Other authors have also used mixed anionic and cationic collectors in single mineral flotation with feldspar and spodumene. Tian et al. [98] expanded on the NaOl/DTAC study, using FTIR measurements to determine the collector interaction. It was concluded that spodumene floatability was improved by the adsorption of NaOl onto the spodumene Al sites, followed by the formation of an electroneutral DTAC-NaOl complex that co-adsorbed at the stern layer. Wu et al. [99] explored the blend of the cationic collector tributyl tetradecyl phosphonium chloride (TTPC) and NaOl in spodumene feldspar separation. With a combined collector dosage of 4.0 × 10−4 M, the authors determined the optimum molar ratio of NaOl:TTPC to be 5:1, with a maximum selectivity at pH 4. Under these conditions, spodumene recovery was at 75%, while feldspar recovery was around 5%.

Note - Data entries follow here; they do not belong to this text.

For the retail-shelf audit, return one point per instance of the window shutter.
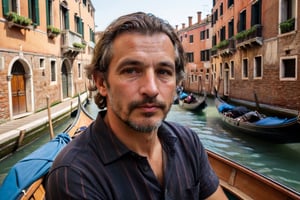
(5, 7)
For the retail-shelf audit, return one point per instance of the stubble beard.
(144, 126)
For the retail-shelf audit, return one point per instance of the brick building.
(196, 41)
(255, 51)
(44, 47)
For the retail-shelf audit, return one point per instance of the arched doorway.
(18, 86)
(65, 81)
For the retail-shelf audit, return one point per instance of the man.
(130, 152)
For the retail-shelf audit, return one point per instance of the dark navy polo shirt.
(96, 165)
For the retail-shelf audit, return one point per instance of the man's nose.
(149, 85)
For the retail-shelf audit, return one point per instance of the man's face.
(141, 81)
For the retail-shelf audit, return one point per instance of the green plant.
(78, 45)
(53, 30)
(18, 19)
(287, 26)
(222, 44)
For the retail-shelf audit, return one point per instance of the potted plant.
(78, 45)
(17, 20)
(287, 26)
(52, 31)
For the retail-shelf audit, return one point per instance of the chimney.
(190, 21)
(199, 17)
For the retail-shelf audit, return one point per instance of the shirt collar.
(110, 148)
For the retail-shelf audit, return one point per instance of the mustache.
(147, 100)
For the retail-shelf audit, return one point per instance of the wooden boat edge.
(230, 174)
(82, 118)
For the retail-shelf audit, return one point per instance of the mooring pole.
(49, 119)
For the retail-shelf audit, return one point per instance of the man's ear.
(100, 83)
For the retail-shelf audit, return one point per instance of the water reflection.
(280, 162)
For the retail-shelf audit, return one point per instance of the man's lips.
(149, 107)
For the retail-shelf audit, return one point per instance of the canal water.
(280, 162)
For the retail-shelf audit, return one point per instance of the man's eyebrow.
(130, 61)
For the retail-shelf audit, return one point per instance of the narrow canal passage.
(281, 162)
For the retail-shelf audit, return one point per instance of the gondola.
(25, 179)
(250, 122)
(240, 182)
(237, 181)
(197, 105)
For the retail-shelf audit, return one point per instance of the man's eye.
(165, 72)
(129, 71)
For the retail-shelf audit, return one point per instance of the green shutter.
(5, 7)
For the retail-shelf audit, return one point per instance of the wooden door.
(64, 79)
(18, 94)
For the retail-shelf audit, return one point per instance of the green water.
(280, 162)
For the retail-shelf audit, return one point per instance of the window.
(232, 69)
(9, 5)
(221, 9)
(92, 35)
(242, 22)
(53, 70)
(78, 25)
(202, 35)
(288, 15)
(214, 40)
(191, 38)
(65, 16)
(190, 57)
(245, 69)
(256, 13)
(257, 67)
(230, 28)
(42, 63)
(230, 3)
(288, 68)
(33, 6)
(49, 16)
(221, 70)
(79, 71)
(204, 55)
(222, 33)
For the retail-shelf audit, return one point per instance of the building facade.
(44, 47)
(196, 41)
(255, 54)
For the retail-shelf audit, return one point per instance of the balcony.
(70, 38)
(250, 37)
(287, 26)
(228, 49)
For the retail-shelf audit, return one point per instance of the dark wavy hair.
(138, 22)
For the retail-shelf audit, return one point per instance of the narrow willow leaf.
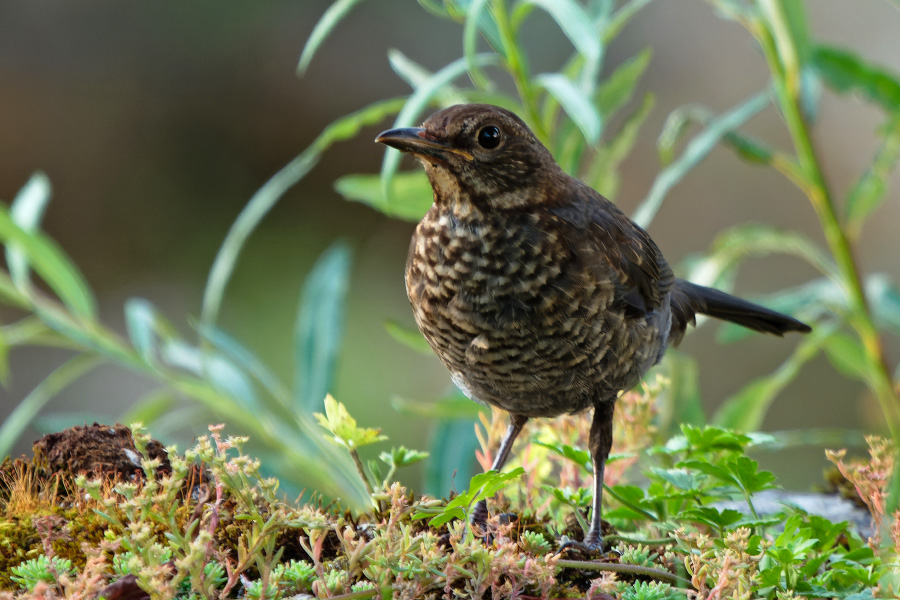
(333, 15)
(619, 86)
(229, 379)
(140, 321)
(455, 406)
(603, 174)
(26, 211)
(885, 298)
(476, 19)
(869, 190)
(698, 148)
(266, 197)
(415, 106)
(621, 18)
(319, 328)
(151, 407)
(411, 194)
(409, 337)
(452, 449)
(680, 401)
(233, 349)
(576, 25)
(415, 75)
(846, 354)
(576, 104)
(746, 410)
(749, 148)
(51, 264)
(846, 72)
(755, 240)
(14, 425)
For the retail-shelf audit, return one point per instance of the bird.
(538, 294)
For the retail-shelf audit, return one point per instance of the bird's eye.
(489, 137)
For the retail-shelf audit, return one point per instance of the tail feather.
(689, 300)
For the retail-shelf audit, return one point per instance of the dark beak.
(415, 140)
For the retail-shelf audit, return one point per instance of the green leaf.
(416, 75)
(619, 86)
(402, 456)
(885, 299)
(746, 409)
(477, 19)
(343, 427)
(715, 518)
(266, 197)
(576, 104)
(869, 190)
(319, 327)
(747, 475)
(603, 174)
(679, 402)
(416, 104)
(787, 24)
(408, 336)
(847, 355)
(151, 407)
(682, 479)
(455, 406)
(140, 321)
(698, 148)
(333, 15)
(243, 356)
(51, 264)
(410, 194)
(576, 25)
(31, 405)
(845, 72)
(26, 211)
(453, 445)
(736, 244)
(228, 378)
(580, 457)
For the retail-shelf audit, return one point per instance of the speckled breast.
(519, 316)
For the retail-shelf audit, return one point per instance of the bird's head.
(479, 154)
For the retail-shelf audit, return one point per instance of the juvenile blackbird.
(539, 295)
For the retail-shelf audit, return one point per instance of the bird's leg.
(516, 422)
(600, 442)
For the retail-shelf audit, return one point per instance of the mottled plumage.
(539, 295)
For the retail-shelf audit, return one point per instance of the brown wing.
(644, 277)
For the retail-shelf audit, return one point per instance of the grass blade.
(576, 104)
(870, 189)
(333, 15)
(846, 72)
(698, 148)
(32, 404)
(411, 193)
(266, 197)
(26, 211)
(417, 103)
(746, 410)
(320, 323)
(451, 456)
(51, 264)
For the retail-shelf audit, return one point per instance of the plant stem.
(515, 64)
(816, 189)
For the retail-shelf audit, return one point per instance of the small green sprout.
(534, 543)
(29, 573)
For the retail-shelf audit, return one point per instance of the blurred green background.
(156, 122)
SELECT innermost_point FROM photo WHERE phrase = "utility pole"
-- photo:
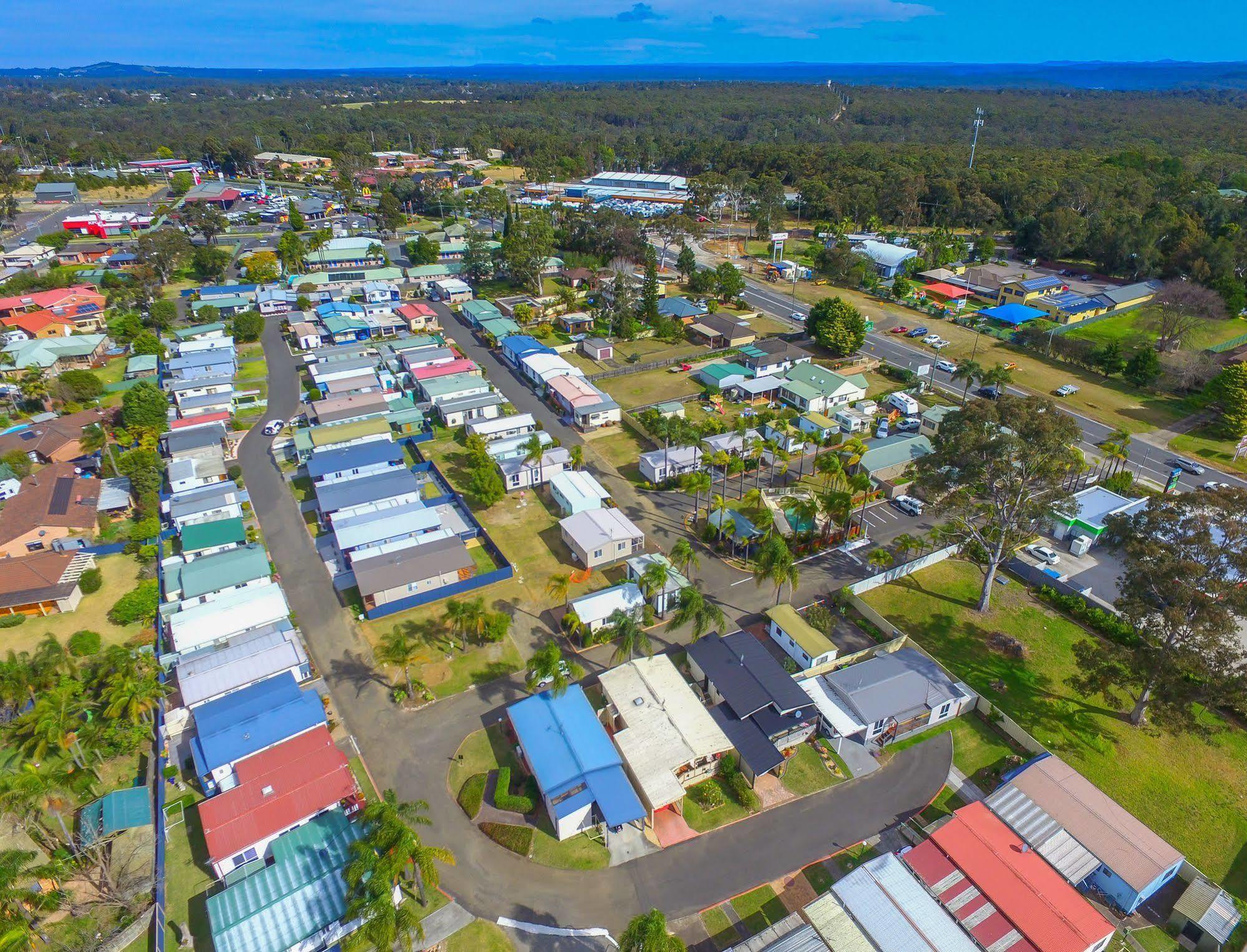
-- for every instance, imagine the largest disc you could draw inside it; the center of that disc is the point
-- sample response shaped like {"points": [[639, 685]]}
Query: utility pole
{"points": [[978, 125]]}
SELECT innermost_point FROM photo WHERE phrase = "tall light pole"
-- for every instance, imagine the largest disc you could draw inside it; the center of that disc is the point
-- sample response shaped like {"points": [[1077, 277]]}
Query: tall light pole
{"points": [[978, 125]]}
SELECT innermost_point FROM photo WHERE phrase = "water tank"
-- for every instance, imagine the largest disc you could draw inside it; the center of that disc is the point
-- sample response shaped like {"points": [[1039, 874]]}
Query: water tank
{"points": [[1080, 545]]}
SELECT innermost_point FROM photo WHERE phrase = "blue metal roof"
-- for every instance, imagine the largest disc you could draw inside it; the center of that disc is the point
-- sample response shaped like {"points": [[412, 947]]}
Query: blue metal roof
{"points": [[1012, 314], [362, 455], [566, 747], [332, 497], [252, 719]]}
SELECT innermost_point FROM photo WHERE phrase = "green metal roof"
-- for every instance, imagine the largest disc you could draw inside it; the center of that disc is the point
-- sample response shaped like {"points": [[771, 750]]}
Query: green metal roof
{"points": [[114, 813], [296, 896], [223, 571], [207, 536]]}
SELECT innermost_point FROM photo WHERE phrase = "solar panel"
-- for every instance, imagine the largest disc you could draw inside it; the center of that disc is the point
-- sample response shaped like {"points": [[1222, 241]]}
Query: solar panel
{"points": [[61, 495]]}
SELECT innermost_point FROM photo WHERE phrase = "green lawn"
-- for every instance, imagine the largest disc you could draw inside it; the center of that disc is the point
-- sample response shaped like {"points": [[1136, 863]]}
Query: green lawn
{"points": [[806, 773], [702, 820], [720, 928], [759, 909], [979, 752], [1188, 789], [480, 936], [579, 853]]}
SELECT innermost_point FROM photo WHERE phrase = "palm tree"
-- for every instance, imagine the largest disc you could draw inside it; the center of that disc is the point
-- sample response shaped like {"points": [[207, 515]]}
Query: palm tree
{"points": [[696, 610], [19, 903], [629, 636], [400, 651], [684, 557], [654, 583], [649, 934], [388, 857], [880, 558], [534, 452], [558, 587], [549, 667], [968, 371]]}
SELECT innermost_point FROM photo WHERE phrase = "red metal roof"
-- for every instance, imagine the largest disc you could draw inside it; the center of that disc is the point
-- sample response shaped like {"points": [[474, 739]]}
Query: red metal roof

The results from Wu et al. [99] saw improved selectivity of spodumene recovery from feldspar, but the feldspar response appears to be strictly dictated by the presence of TTPC in solution with little impact from NaOl at any pH. In addition, the small portion of TTPC causes a significant shift in pH for spodumene recovery from pH 8.5 to pH 4, bringing to question the contribution to recovery from NaOl under these conditions. From the literature discussed, it would be expected that operating at pH 4 results in a low concentration of the anionic oleate species responsible for collector adsorption on spodumene surfaces and a poor flotation response. The authors did not comment on the typical doses of TTPC when used individually as a collector.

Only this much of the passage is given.